VACCHOs CEO wanted this mural to depict a couple of key messages, that being ‘there are 50,000 Aboriginal people here in Victoria and that Aboriginal culture is rich, vibrant and thriving’.

Ruby Kulla Kulla
Ruby is an aspiring young artist who wants to create and tell stories through music, film and art. Art has been important to Ruby since she was quite young, and feels it’s a way for her to escape the world. Her tribe is Lama Lama from the Cape York Peninsular area but she grew up here in Melbourne. Ruby is 18 and recently completed year 12 which landed her to study fine art this year at University.

Ray Thomas
Ray is considered one of Victoria's most significant artists and is now the inspiration to many young indigenous artists around Australia. He comes from the Gunnai people of the Gippsland region of Eastern Victoria. Mainly self-taught, he become involved in painting through being introduced to the late Lin Onus. Since then, he’s art has been a constantly evolving journey since the mid 1980’s. Ray’s new works display an extraordinary technical skill level and a mastery of both oils and acrylics media, but most importantly they belie a confidence and serenity of a mature artist, content in his achievement of learning culture to the extent that he now is able to show his peoples story's through his art for all to see.

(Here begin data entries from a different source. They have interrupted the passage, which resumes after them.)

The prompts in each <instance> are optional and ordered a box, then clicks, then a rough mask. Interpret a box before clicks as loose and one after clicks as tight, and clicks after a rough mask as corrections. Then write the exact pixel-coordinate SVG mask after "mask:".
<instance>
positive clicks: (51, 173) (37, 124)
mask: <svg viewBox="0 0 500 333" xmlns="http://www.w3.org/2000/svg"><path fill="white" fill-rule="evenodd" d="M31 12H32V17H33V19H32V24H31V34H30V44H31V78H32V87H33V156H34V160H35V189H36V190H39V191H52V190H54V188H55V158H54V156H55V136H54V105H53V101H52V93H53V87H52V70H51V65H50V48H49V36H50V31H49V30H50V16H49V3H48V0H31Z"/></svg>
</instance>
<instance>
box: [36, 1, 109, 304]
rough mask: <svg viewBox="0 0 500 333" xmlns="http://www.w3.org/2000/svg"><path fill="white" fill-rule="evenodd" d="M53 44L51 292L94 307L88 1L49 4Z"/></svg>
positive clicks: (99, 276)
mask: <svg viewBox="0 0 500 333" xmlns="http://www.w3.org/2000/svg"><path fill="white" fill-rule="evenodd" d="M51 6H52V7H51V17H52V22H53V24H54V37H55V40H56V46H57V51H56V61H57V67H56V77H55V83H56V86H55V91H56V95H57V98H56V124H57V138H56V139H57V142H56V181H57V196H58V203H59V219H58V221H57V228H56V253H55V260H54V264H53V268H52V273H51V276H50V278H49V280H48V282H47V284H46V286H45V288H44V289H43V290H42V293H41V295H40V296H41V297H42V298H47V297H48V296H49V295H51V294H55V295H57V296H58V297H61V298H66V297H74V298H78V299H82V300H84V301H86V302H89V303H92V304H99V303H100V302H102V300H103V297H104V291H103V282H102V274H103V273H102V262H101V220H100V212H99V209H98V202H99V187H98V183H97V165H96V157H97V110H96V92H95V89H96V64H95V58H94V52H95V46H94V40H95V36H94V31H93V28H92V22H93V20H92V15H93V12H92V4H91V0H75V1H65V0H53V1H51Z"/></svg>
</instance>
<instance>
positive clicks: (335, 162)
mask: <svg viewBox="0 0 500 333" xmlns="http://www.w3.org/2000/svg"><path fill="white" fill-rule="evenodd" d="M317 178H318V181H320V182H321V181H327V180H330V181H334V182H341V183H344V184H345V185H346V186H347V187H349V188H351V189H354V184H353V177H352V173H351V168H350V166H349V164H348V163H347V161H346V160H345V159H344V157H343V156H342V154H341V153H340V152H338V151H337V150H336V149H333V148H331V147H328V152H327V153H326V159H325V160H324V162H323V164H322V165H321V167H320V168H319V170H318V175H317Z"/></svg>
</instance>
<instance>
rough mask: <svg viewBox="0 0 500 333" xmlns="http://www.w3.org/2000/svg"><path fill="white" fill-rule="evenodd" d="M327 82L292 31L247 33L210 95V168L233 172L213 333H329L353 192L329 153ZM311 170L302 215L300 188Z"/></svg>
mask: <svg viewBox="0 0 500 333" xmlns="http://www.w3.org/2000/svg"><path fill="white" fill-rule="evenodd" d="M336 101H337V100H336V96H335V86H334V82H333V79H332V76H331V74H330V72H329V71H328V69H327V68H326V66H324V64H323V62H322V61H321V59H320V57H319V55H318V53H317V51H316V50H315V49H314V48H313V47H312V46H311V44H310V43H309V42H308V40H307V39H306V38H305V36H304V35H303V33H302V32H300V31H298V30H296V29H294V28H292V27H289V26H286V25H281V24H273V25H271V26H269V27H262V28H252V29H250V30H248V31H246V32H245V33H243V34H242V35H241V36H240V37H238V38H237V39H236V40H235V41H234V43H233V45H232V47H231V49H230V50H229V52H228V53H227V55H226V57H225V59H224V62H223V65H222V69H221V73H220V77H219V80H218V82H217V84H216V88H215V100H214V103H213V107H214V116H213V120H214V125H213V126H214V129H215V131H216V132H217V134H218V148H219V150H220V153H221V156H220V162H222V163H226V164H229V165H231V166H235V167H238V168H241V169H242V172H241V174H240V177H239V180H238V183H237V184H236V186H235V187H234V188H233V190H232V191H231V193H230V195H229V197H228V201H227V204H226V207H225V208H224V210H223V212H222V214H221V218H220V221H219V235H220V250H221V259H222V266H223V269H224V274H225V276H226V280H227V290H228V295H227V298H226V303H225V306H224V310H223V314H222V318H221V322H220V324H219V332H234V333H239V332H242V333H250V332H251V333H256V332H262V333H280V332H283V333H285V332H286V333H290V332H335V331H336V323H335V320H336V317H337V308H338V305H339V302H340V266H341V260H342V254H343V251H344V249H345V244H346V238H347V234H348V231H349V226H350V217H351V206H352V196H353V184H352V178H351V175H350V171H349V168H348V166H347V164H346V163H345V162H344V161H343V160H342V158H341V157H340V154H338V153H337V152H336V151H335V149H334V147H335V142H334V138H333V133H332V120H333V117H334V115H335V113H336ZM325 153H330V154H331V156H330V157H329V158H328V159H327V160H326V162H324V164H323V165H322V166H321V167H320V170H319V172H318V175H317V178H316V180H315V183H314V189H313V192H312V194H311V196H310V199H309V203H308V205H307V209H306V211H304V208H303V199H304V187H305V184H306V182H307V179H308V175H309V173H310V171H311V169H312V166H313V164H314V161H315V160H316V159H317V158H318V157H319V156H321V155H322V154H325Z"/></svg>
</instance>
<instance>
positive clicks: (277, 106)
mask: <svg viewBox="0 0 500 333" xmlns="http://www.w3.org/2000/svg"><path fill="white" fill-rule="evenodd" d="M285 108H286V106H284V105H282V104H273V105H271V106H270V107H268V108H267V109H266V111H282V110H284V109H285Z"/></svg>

Integral to Ray’s art has been educating the wider public about his identity and his own mob here in Victoria with an emphasis on his Gunnai heritage and blood line connection across the state. The uniqueness of Aboriginal art/culture in the South East needs to be on display constantly and in a large scale format such as this project it can only help with celebrating it (culture) ourselves and educate the mainstream society at the same time.

Kulan Barney
Kulan is a local from Melbourne but his family roots are in the western districts of Victoria. On his mother’s side, Gunditjmara and on his father’s side, Bunjalung whom are spread across the northern parts of NSW up to the Southern Border of Queensland. Kulan’s art is an expression of both he and his family, and what it means to be Aboriginal in the 21st century living a modern day lifestyle, while at the same time holding onto his cultural beliefs about our land, and our people.

Matt Adnate
Adnate is an artist that realises his portraits in spray paint. He has moved past his roots in graffiti, utilising the medium to carry his realist style into the fine art realm. Heavily influenced by the chiaroscuro of renaissance painters like Caravaggio, Adnate embraces portraiture like the masters of the XXI century. Elevating graffiti art above the level writing, Adnate’s subject matter and their subsequent status often belies the intent of his portraits. His works are often cropped by evocative slices of vibrant colour, channeling a presence of character, much like a still life uses its background as a setting for detail and showing of fine brushstrokes. Adnate’s realism is highlighted by the use of what appears careless, but is frequently calculated blocks of vibrant colour.